Que répondre à ce responsable du Coren (Collectif des ressortissants du nord) qui se plaint, sur Rfi, de l’absence de Songhay dans le Gouvernement, alors que sa première préoccupation doit être que les autorités se mettent enfin au travail pour la libération du nord ? Heureusement, le président du Collectif, beaucoup plus sensé, a vite fait de rectifier le tir en désolidarisant son association de tels propos.

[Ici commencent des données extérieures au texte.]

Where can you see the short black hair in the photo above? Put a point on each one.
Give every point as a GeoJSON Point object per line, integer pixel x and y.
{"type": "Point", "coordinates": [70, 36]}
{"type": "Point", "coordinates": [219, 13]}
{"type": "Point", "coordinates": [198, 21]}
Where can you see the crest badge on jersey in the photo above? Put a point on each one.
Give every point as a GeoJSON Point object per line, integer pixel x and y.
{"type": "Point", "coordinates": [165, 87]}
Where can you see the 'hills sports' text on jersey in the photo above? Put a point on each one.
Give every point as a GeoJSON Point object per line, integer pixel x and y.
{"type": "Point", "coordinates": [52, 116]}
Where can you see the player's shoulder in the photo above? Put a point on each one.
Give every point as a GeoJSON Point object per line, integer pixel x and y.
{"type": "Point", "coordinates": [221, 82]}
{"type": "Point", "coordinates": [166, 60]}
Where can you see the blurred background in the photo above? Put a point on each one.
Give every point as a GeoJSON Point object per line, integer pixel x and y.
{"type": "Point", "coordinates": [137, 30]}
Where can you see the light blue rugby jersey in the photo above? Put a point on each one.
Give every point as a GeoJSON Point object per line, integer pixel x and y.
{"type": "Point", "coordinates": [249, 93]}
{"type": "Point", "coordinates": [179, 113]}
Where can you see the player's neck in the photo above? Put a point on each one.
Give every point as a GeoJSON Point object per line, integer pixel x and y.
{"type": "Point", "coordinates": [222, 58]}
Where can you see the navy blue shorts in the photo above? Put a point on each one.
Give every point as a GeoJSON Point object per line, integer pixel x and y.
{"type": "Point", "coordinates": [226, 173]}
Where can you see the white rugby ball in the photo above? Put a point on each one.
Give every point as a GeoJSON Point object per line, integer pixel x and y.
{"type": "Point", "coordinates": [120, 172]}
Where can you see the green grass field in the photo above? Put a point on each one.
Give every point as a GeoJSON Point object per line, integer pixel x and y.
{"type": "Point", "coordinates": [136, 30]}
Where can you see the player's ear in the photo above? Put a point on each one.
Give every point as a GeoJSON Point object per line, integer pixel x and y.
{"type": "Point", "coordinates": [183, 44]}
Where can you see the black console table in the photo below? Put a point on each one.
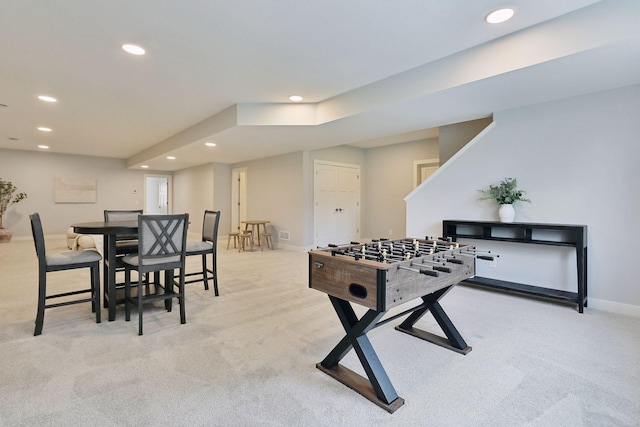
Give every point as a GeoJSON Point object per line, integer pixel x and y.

Pour en revenir au Fdr, ce sont ses membres qui ont toujours réclamé un Gouvernement d’union nationale. Aujourd’hui, ils en ont un, mais le critiquent toujours parce qu’il est dirigé par celui-là même qu’ils ne veulent plus sentir. Ne pouvant obtenir son départ, on reproche désormais au Premier Ministre de s’entourer de conseillers spéciaux, de violer la loi pour ce faire.
Mais, s’ils étaient moins obtus et s’accrochaient moins aux détails inutiles, ils auraient su que Cheick Modibo Diarra n’a fait que se référer au décret n°2012 fixant l’organisation de la Primature, document selon lequel «il est permis au Premier Ministre de nommer par décret un ou plusieurs conseillers spéciaux chargés des questions particulières relevant de son autorité directe et bénéficiant d’un statut déterminé par leur acte de nomination». Donc, c’est en toute légalité que le Chef du Gouvernement a récupéré auprès de lui trois des anciens Ministres, Sadio Lamine Sow, Mamadou Diakité et Hamadoun Touré, en qui il a entière confiance, et qui avaient volontairement demandé à quitter un navire de plus en plus convoité par des pirates de la pire espèce, prêts à le saborder.
Maintenant qu’ils sont sur ce navire, on aimerait bien les voir à la tâche. Laquelle n’est axée que sur deux préoccupations majeures : la reconquête du nord et l’élection propre d’un président de la République. Et pour cela, le pays est déjà en retard. Il est temps que les acteurs politiques cessent de ne penser qu’à leurs seuls intérêts particuliers, personnels et partisans. Entrer dans le Gouvernement est loin d’être une sinécure, car il s’agit d’y travailler pour des causes beaucoup plus nobles que les coups bas politiques.